Friday, May 29, 2015

Giants Move Into First

The Dodgers got shut out in St. Louis this evening with that old Giants nemesis John Lackey delivering the goods for the Cardinals.  In San Francisco the old man of the staff, Tim Hudson, tired of the smack-talk here at RMC, kicked some ass of his own and led the Giants to another win against the Braves. Buster Posey was Mr. Clutch with the bat and the home team prevailed 4-2 over Atlanta. The Giants sit at 30-20 for a nice .600 win percentage and have a half game edge over the Dodgers who are 28-19 (.596), falling to 7-12 on the road with the loss tonight.

The Giants have now won five in a row. It's a looooooooong season my friends, we cruised past the one-quarter mark when LA was getting smoked three straight two weeks back. We are creeping up on the one-third mark (game 54) which I believe will be Tuesday the 2nd versus the Pirates. It has been terribly exciting to watch the ballclub do everything right consistently for several weeks now (they are 25-10 or .714 since 4/21), but we know these things are fleeting. They will play stretches of bad baseball in the remaining 112 games, this we know for sure. But damn if they don't look good! What a lineup--I'm not sure I can recall a batting order this tough from top to bottom. In the Bonds Era they had some serious offense, but did they have the one-through-eight we see with these guys?

Tim Lincecum gets the start tomorrow at 7:05 pm. I hate weekend night games--all weekend games should be played in the day time. Save the night games for Monday through Friday.

GO GIANTS!

--M.C.

4 comments:

campanari said...

It's the most relentless batting order I can remember the team's sustaining, with every player at about .300, give or take .020 or so, and every player, as OGC has remarked, sufficiently adept against same-hand pitching that playing match-ups against them doesn't work. With McGehee in exile, the likelihood of a DP to ease the stress on an opposing pitcher has gone sharply down, and the pressure on individual batters to keep the line moving, for fear of a rally-killing DP, has commensurately gone down. This isn't only a successful lineup in fact, but a successful lineup-type in principle, too.

Gandrew said...

It's a beautiful thing when there is only the pitching spot to pitch around and not even that when Mad Bum is the starter. You can see it wear the opposing starter down as the game progresses.

JC Parsons said...

Yep, regression is a hard fact of life. That is probably why I never really enjoy being reminded of it. Thanks MOC! ;)

However, I do want to remind every one that regression to a mean is always dependent on a time reference. No one expects things to average out in a week, or even a month. So why is a season long enough? What about a team having a good half decade, rather than just a good couple months? Sure, almost all the time a full season will include the entire spectrum of win/lose experience, but not always. Some teams just kick butt from the start and don't know any better. Are the 2015 Giants a team like that? I kinda doubt it... Pitching is a little old and banged up, the offense looks good but we rely on a lot of youth, so that can be sketchy. I know we are a contender and a serious threat to take it all, but we probably are not a juggernaut that wins over a 100 games.

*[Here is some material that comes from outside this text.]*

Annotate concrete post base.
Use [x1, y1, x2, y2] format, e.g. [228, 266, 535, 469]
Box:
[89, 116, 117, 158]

However, it could be argued that we are and this year's team is on the verge of true greatness. We already had our terrible spell in April so maybe we don't do that again and the regression God is appeased. But the big thing that makes me think that these Giants may be this good ALL SEASON is Matt Cain. When he returns aren't we a better team? If he is anything like the old Matt, we get a huge injection of talent, poise and leadership. I still can not believe our success without him, yet I feel he will only make us much stronger. I sometimes feel that my expectations for Matt are too high, but then I see the name of the blog and I can't help myself. We signed on to this guy for life and I dearly miss him!

obsessivegiantscompulsive said...

Hudson rosed to occasion in this start, per PQS, it is his first quality start (sabermetrically) in the ten starts he has had thus far this season. I recall someone noting that Hudson might have still been recovering from the extra work of last season (or the shortened off-season), plus his spring training was delays, resulting in a kind of spring training period he's been going through. Perhaps that was true, maybe he's finally rounding into shape, which would be great, based on what he did at the start of last season for us, while healthy and ready for b'ar.

I think this team is on the verge of greatness. Not entirely the way it looked pre-season - thought Matty would be part of the fun, but hey, Heston! - but my analysis found that while we lost Morse and Sandoval, production from Aoki, McGehee, and Panik would replace that. It helps that Panik is not only hitting what he did last year, but hitting what he hit last year when he finally figured things out, after about a month. It helps that Belt and Crawford are hitting like they did in short spurts, but now in a long, extended, spurt, hopefully they can keep things going.

The hitting has led the way again, like last season, and hopefully the pitching is rounding into dominant shape now, and can carry the load once the Regression Gods hit the hitters, like it did last season, until all the injuries caught up with them.

And great point, Cain would be a huge injection of savviness and toughness into the rotation, that could help propel the team after the ASB.